DEV Community

Discussion on: Pwned Together: Hacking dev.to

 
joshcheek profile image
Josh Cheek • Edited

How about something like this?

require 'uri'

def valid?(link)
  uri = URI.parse link
  return false if uri.scheme != 'https'
  return false if uri.userinfo
  return false if uri.host != 'gist.github.com'
  return false if uri.port != 443 # I think it has to be this if its https?
  return false if uri.fragment
  return false if uri.query

  # idk if old gist ids could be arbitrary chars,
  # but the 10 or so I looked at all seemed to be hex
  path, gist = File.split uri.path
  return false unless gist && gist.match?(/\A[0-9a-f]{32}\z/)

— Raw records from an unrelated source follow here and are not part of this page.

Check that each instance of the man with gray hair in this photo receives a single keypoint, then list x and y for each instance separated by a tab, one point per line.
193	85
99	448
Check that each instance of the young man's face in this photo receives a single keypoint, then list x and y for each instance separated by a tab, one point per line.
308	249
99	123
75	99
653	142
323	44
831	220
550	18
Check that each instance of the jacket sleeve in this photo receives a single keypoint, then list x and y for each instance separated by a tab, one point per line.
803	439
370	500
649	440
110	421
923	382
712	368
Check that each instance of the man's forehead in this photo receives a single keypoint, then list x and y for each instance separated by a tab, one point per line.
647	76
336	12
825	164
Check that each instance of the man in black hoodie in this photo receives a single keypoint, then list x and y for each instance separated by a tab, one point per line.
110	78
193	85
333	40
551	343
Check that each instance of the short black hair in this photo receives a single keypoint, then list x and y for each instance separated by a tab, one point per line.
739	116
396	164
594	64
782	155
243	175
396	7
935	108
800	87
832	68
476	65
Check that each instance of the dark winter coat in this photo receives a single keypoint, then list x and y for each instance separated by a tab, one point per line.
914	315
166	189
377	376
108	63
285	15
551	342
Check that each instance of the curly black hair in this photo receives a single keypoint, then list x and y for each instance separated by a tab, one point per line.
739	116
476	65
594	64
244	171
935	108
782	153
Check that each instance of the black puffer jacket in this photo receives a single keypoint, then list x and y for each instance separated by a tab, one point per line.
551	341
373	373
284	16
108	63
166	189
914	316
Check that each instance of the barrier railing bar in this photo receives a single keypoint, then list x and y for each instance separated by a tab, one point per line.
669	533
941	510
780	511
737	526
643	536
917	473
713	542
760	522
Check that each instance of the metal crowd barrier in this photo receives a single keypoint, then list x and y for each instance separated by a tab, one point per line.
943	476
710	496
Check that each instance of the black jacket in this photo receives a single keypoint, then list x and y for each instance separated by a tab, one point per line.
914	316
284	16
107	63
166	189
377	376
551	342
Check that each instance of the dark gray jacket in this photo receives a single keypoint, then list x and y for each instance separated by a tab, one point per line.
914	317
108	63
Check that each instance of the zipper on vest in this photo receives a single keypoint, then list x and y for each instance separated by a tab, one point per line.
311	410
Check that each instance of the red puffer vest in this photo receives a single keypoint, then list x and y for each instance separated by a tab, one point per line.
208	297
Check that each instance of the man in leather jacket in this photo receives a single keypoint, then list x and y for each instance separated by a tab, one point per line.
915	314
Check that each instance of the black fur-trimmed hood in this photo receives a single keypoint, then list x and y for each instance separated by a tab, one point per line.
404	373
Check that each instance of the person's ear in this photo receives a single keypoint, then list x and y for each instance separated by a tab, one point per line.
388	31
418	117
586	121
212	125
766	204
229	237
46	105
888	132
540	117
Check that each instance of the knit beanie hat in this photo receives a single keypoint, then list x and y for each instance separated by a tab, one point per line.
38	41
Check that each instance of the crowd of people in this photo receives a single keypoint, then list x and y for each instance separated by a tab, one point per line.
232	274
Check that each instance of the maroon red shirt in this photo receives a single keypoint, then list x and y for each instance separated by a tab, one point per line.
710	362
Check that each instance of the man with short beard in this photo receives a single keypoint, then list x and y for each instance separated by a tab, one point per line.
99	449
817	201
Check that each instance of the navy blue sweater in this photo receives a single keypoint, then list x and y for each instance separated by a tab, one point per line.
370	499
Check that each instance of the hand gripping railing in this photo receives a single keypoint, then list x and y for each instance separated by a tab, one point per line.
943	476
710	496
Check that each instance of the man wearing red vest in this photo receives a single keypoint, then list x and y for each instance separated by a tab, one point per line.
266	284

  path, user = File.split path
  return false unless user && user.match?(/\A[a-zA-Z0-9\-]{1,39}\z/)

  path == '/'
end

Plus, a bunch of test cases:

valid = [
  # suggested one
  "https://gist.github.com/QuincyLarson/4bb1682ce590dc42402b2edddbca7aaa",
  # max name size (based on the existing regex, I didn't verify that it matches Github's rules)
  "https://gist.github.com/aaaaaaaaaabbbbbbbbbbccccccccccddddddddd/4bb1682ce590dc42402b2edddbca7aaa",
  # min name size
  "https://gist.github.com/a/4bb1682ce590dc42402b2edddbca7aaa",
  # each of the gist id char values (seems to be hex)
  "https://gist.github.com/a/0123456789abcdef0123456789abcdef",
  # user can have a dash in their name
  "https://gist.github.com/quincy-larson/4bb1682ce590dc42402b2edddbca7aaa",
  # just for contrast with some of the tests below
  "https://gist.github.com/a/0000000000111111111122222222223a",
]

invalid = [
  # the same as the valid one, except it's http. I actually thought browsers
  # would refuse to make http requests from https sites, but either way, it
  # should be disallowed as it's MITMable
  "http://gist.github.com/QuincyLarson/4bb1682ce590dc42402b2edddbca7aaa",
  # host
  "https://evil.com/QuincyLarson/4bb1682ce590dc42402b2edddbca7aaa",
  # auth credentials
  "https://user:pass@gist.github.com/QuincyLarson/4bb1682ce590dc42402b2edddbca7aaa",
  # http port (not totally sure this matters)
  "https://gist.github.com:80/QuincyLarson/4bb1682ce590dc42402b2edddbca7aaa",
  # query
  "https://gist.github.com/QuincyLarson/4bb1682ce590dc42402b2edddbca7aaa?q",
  # fragment
  "https://gist.github.com/QuincyLarson/4bb1682ce590dc42402b2edddbca7aaa#f",
  # this one exceeds the max name size
  "https://gist.github.com/aaaaaaaaaabbbbbbbbbbccccccccccddddddddde/4bb1682ce590dc42402b2edddbca7aaa",
  # less than min name size
  "https://gist.github.com//4bb1682ce590dc42402b2edddbca7aaa",
  # invalid gist id chars (outside the hex range)
  "https://gist.github.com/a/0000000000111111111122222222223x",
  # quick test showed that GH was case sensitive about the hex in the gist id
  "https://gist.github.com/a/0000000000111111111122222222223A",
  # too few path segments
  "https://gist.github.com",
  "https://gist.github.com/",
  "https://gist.github.com/a",
  # too many path segments
  "https://gist.github.com/QuincyLarson/4bb1682ce590dc42402b2edddbca7aaa/4bb1682ce590dc42402b2edddbca7aaa",
  # these ones were used to bypass validity in the blog
  "//evil.com/script#gist.github.com",
  "https://gist.github.com@evil.com/",
  "https://gist.github.com/AntonyGarand/a8a0b4a36a040edc6051e888afce8fab/raw/4deb366ddaf0597e82fea808f7f4cb3ad763d98f/poc.js",
]

valid.all?    { |link| valid? link } # => true
invalid.none? { |link| valid? link } # => true
Thread Thread
 
joshcheek profile image
Josh Cheek

Although, we should probably check whether you're allowed to have unicode in your username 🤔

Thread Thread
 
andy profile image
Andy Zhao (he/him)

@joshcheek gonna take that valid? method for checking giphy links. :)

Thread Thread
 
andy profile image
Andy Zhao (he/him)

Also that's pretty great. Might end up implementing it for the gist Liquid tag.